La lente densification de la population rurale dans certaines plaines anciennement peuplées d’Asie va dans le sens des théories inverses qui considèrent qu’une abondante population est source de richesse (en main-d’œuvre et consommateurs) et facteur de croissance économique2. La croissance démographique est aussi « un important facteur de mobilité sociale » notait Alfred Sauvy. Ester Boserup a montré la capacité d’adaptation des sociétés agricoles à intensifier leurs systèmes de culture sous la pression des densités démographiques3. Cependant, les analyses critiques de certains démographes4 soulignent la limite des théories populationnistes dès que l’on aborde la question urbaine et celle de l’impact de l’accroissement de la population sur l’environnement. À l’échelle locale, les théories trop simplistes des populationnistes comme des néo-malthusiens ne résistent pas aux réalités sociales. Elles ne prennent pas en compte les nombreux facteurs expliquant l’impact de l’homme sur la nature et l’utilisation des ressources : la technologie, les modèles de consommation, les politiques publiques, la culture, la répartition des terres et des richesses ou encore les modes d’organisation des communautés.

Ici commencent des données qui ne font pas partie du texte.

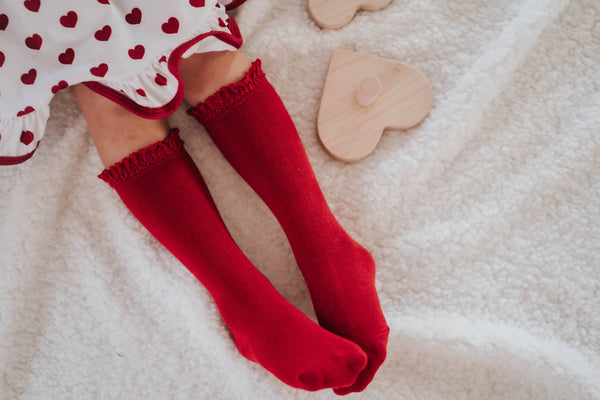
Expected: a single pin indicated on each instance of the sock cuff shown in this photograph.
(142, 159)
(217, 103)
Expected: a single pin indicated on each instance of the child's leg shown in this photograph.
(250, 125)
(116, 131)
(164, 190)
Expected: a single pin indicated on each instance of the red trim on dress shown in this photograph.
(7, 160)
(234, 4)
(234, 39)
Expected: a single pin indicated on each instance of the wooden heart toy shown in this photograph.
(333, 14)
(364, 95)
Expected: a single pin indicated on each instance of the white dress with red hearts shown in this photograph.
(126, 50)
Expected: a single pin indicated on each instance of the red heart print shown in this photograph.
(66, 57)
(103, 34)
(34, 41)
(171, 26)
(26, 137)
(29, 77)
(137, 52)
(60, 85)
(69, 20)
(32, 5)
(134, 17)
(26, 111)
(3, 21)
(100, 70)
(160, 80)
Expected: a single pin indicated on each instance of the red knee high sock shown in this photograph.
(250, 125)
(164, 190)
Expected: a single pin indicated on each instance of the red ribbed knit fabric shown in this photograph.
(165, 191)
(250, 125)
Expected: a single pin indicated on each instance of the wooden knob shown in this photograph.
(368, 91)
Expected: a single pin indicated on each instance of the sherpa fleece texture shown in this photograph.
(483, 222)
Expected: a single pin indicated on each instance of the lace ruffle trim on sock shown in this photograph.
(217, 103)
(142, 159)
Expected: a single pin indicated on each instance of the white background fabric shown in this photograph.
(483, 222)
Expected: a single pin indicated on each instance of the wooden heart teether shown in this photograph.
(364, 95)
(333, 14)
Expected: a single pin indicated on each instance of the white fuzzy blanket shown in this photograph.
(484, 222)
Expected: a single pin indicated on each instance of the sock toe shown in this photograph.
(376, 353)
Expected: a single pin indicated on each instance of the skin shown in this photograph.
(122, 132)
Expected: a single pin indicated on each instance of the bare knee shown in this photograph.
(204, 73)
(116, 131)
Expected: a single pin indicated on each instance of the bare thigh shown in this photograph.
(118, 132)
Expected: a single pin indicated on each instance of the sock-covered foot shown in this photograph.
(250, 125)
(165, 191)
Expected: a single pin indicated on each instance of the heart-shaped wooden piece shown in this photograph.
(364, 95)
(333, 14)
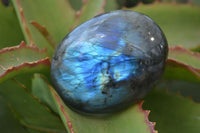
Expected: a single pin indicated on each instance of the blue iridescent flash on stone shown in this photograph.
(109, 62)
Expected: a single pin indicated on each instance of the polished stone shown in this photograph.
(109, 62)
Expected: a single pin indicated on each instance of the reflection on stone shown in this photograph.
(109, 62)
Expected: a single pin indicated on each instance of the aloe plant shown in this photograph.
(31, 29)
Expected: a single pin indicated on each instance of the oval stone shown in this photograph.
(109, 62)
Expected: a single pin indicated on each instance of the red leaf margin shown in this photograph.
(43, 62)
(195, 71)
(22, 45)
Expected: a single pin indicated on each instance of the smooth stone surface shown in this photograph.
(109, 62)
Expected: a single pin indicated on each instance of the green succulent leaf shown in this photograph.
(28, 109)
(41, 90)
(172, 113)
(22, 59)
(134, 119)
(184, 88)
(179, 71)
(56, 16)
(183, 55)
(180, 23)
(10, 32)
(8, 123)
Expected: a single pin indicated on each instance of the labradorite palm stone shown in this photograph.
(109, 62)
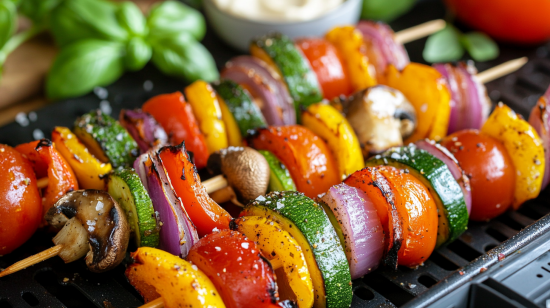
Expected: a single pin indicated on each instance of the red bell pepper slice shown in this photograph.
(47, 162)
(176, 117)
(204, 212)
(234, 264)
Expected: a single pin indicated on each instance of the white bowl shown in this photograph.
(238, 32)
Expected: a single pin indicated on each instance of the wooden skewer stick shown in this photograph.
(159, 302)
(420, 31)
(501, 70)
(37, 258)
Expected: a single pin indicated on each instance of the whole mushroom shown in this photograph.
(245, 169)
(381, 116)
(92, 224)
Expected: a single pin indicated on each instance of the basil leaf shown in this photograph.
(8, 19)
(138, 53)
(74, 20)
(443, 46)
(385, 10)
(480, 46)
(38, 10)
(171, 18)
(132, 19)
(81, 66)
(183, 56)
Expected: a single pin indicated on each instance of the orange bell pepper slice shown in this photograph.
(156, 273)
(176, 117)
(379, 190)
(429, 94)
(307, 157)
(419, 215)
(47, 161)
(204, 212)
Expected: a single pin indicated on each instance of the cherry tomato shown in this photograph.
(234, 264)
(48, 162)
(204, 212)
(306, 156)
(490, 169)
(20, 205)
(419, 214)
(177, 119)
(506, 20)
(327, 65)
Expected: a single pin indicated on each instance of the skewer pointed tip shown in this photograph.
(501, 70)
(419, 31)
(32, 260)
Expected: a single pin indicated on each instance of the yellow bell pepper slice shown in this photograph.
(88, 169)
(178, 282)
(428, 92)
(206, 107)
(326, 122)
(278, 246)
(320, 298)
(234, 137)
(349, 42)
(525, 148)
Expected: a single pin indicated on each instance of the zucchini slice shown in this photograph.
(279, 178)
(308, 223)
(279, 51)
(125, 186)
(241, 105)
(432, 172)
(106, 139)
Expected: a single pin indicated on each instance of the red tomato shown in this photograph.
(204, 212)
(20, 204)
(234, 264)
(177, 119)
(419, 214)
(48, 162)
(490, 169)
(327, 64)
(306, 156)
(506, 20)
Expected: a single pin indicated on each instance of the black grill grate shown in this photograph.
(54, 284)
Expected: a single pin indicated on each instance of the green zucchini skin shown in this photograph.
(125, 186)
(242, 107)
(300, 78)
(312, 221)
(452, 211)
(279, 178)
(106, 139)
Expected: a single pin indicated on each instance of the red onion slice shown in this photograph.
(445, 156)
(270, 94)
(384, 49)
(363, 233)
(145, 130)
(540, 122)
(470, 105)
(177, 233)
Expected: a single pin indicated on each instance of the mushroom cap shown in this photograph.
(245, 169)
(104, 220)
(381, 117)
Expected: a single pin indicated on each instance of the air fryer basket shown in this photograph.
(476, 270)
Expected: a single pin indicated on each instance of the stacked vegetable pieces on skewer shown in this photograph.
(184, 228)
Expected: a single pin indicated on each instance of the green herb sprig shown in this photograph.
(450, 44)
(99, 40)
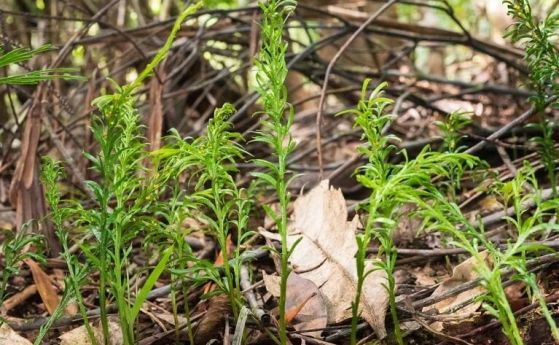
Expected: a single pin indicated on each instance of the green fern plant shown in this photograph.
(391, 185)
(22, 55)
(445, 217)
(542, 56)
(124, 196)
(270, 78)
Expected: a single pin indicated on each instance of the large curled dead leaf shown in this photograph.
(462, 273)
(44, 286)
(326, 256)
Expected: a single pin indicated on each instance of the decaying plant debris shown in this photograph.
(286, 172)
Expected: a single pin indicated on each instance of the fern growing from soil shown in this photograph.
(123, 197)
(270, 78)
(539, 39)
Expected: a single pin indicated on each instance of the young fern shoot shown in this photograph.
(215, 154)
(270, 78)
(391, 185)
(542, 56)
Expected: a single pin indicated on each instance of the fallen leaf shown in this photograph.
(461, 274)
(209, 327)
(326, 256)
(79, 335)
(9, 337)
(305, 307)
(44, 286)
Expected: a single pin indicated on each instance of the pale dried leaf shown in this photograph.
(79, 335)
(44, 286)
(301, 292)
(9, 337)
(326, 256)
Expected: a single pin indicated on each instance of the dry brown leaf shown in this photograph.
(213, 320)
(461, 274)
(79, 335)
(9, 337)
(326, 256)
(305, 307)
(44, 286)
(18, 298)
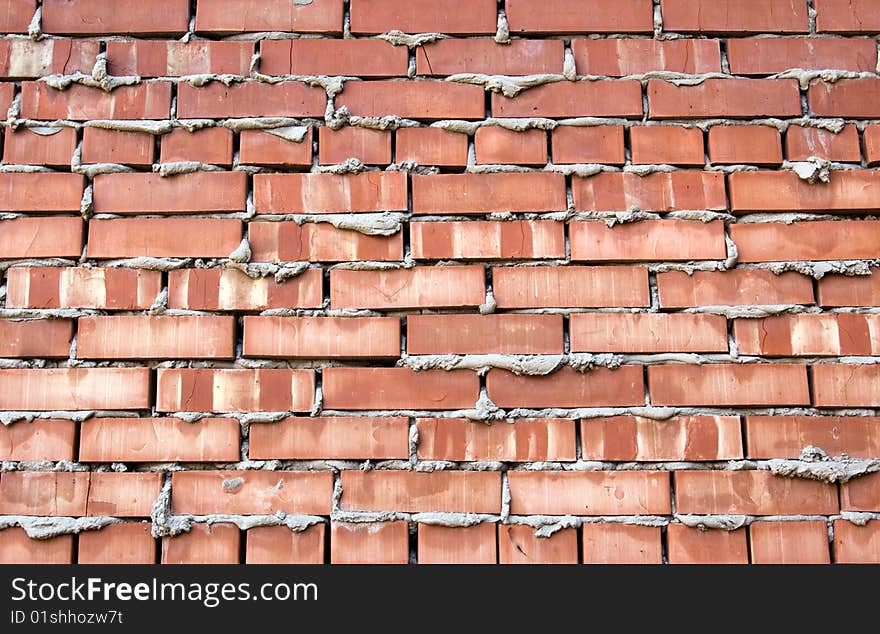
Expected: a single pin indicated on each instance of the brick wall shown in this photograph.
(440, 281)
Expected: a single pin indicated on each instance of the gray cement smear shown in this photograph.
(35, 31)
(813, 170)
(97, 79)
(349, 166)
(829, 76)
(166, 170)
(818, 270)
(815, 464)
(411, 40)
(713, 522)
(502, 32)
(49, 527)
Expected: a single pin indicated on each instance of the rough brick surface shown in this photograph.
(608, 261)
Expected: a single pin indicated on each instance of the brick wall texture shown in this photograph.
(440, 281)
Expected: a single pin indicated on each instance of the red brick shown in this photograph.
(734, 16)
(419, 287)
(413, 99)
(149, 100)
(647, 241)
(621, 57)
(589, 492)
(129, 543)
(330, 193)
(420, 492)
(622, 544)
(754, 144)
(55, 192)
(786, 436)
(517, 544)
(280, 545)
(217, 289)
(466, 17)
(210, 145)
(661, 191)
(369, 543)
(114, 146)
(487, 240)
(321, 337)
(372, 147)
(123, 494)
(751, 493)
(484, 334)
(217, 544)
(485, 193)
(519, 57)
(496, 145)
(452, 545)
(47, 493)
(856, 544)
(159, 440)
(568, 388)
(872, 144)
(736, 287)
(238, 16)
(647, 332)
(76, 287)
(432, 146)
(41, 237)
(35, 338)
(359, 58)
(218, 390)
(632, 438)
(784, 191)
(842, 290)
(163, 237)
(124, 17)
(728, 385)
(154, 58)
(851, 98)
(809, 335)
(605, 98)
(674, 145)
(331, 438)
(687, 545)
(27, 59)
(591, 144)
(319, 242)
(27, 147)
(147, 337)
(744, 98)
(251, 492)
(580, 16)
(17, 548)
(766, 56)
(250, 99)
(570, 286)
(459, 439)
(789, 542)
(861, 494)
(847, 16)
(201, 192)
(15, 15)
(398, 388)
(70, 389)
(802, 143)
(41, 439)
(259, 147)
(846, 385)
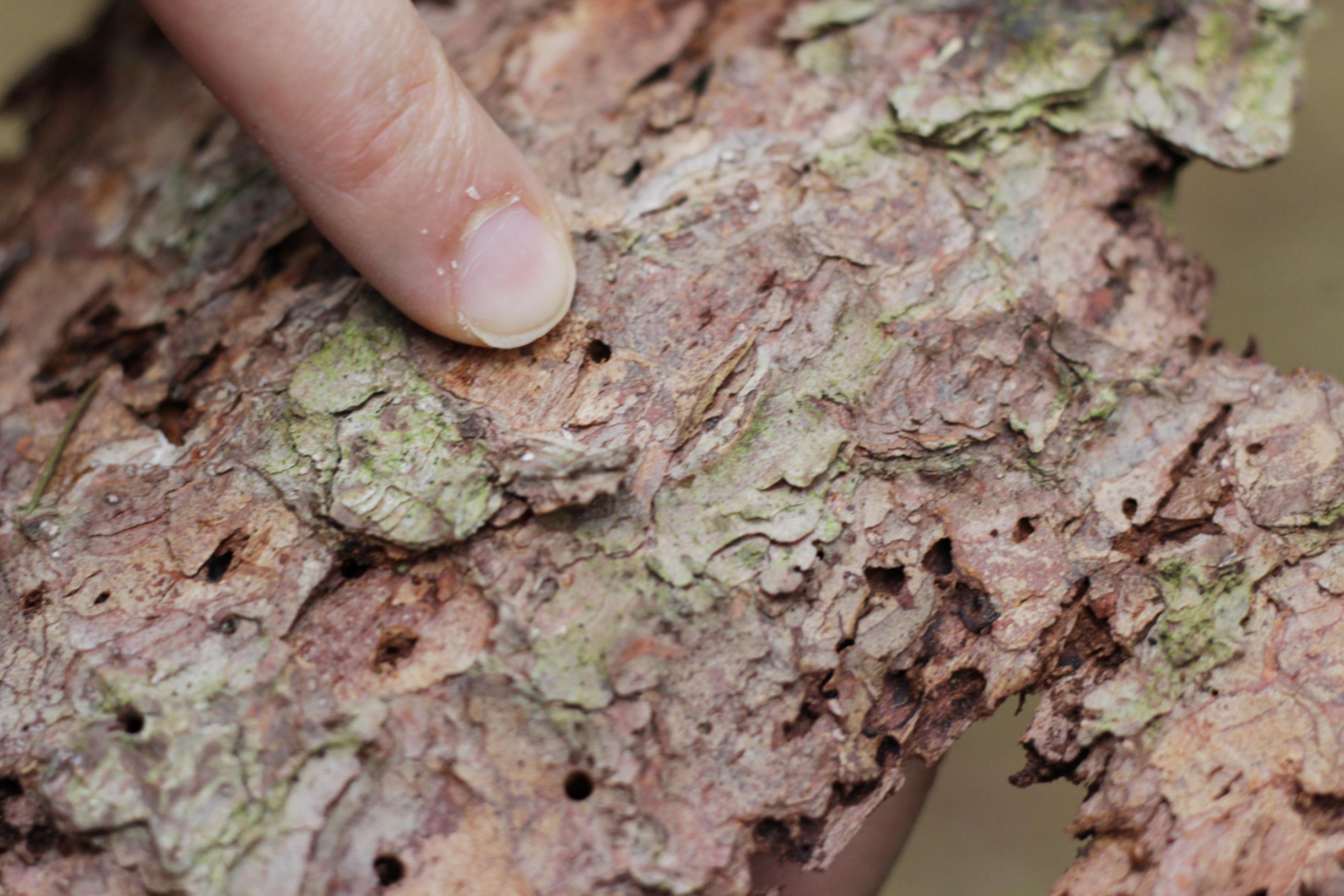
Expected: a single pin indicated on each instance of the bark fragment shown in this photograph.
(884, 401)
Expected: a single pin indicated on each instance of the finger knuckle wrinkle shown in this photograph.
(366, 147)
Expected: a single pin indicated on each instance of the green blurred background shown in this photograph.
(1276, 238)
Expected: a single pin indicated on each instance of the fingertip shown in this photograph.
(515, 279)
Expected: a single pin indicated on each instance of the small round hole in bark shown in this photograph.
(578, 786)
(354, 567)
(939, 558)
(131, 720)
(886, 581)
(389, 869)
(218, 565)
(393, 647)
(600, 352)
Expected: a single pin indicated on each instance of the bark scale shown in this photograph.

À l’échelle locale, les théories trop simplistes des populationnistes comme des néo-malthusiens ne résistent pas aux réalités sociales.
Le delta du fleuve Rouge, au nord du Vietnam, regroupe une population de 19,5 millions d’habitants en 20095, 22,8 % de la population totale du pays sur 15 000 km2, soit 6,3 % de la superficie totale. En 1936, Pierre Gourou affirmait l’impossibilité pour ce delta de dépasser les densités démographiques, déjà énormes pour l’époque, de 430 habitants ruraux au km2 en moyenne. « Ce chiffre est élevé, si élevé que l’on a parfois cru qu’il était invraisemblable »6. Tellement invraisemblable que, dans certaines communes peuplées uniquement de paysans, les densités pouvaient atteindre 1 000 habitants au km2 ! Ce delta n’en supporte pas moins aujourd’hui une moyenne de 1 000 habitants au km2 en zone rurale, voire de 1 500 habitants dans de vastes zones. Le Vietnam a depuis lors achevé sa transition démographique amorcée dans les années 1990 et son taux d’accroissement moyen annuel atteint 1,2 % entre 1999 et 2009, en baisse par rapport à la période censitaire précédente (1,7 %). Le delta du fleuve Rouge a un taux d’accroissement plus faible de 0,9 %. Si son bilan migratoire reste faiblement positif, on assiste à des dynamiques démographiques contrastées selon les provinces et un processus de métropolisation autour de Hà Nôi, la capitale politique7. Que s’est-il passé, depuis les années 1930, pour que ces campagnes continuent à se densifier sans réelle poussée de l’urbanisation (la population urbaine ne dépasse pas le tiers de la population) ?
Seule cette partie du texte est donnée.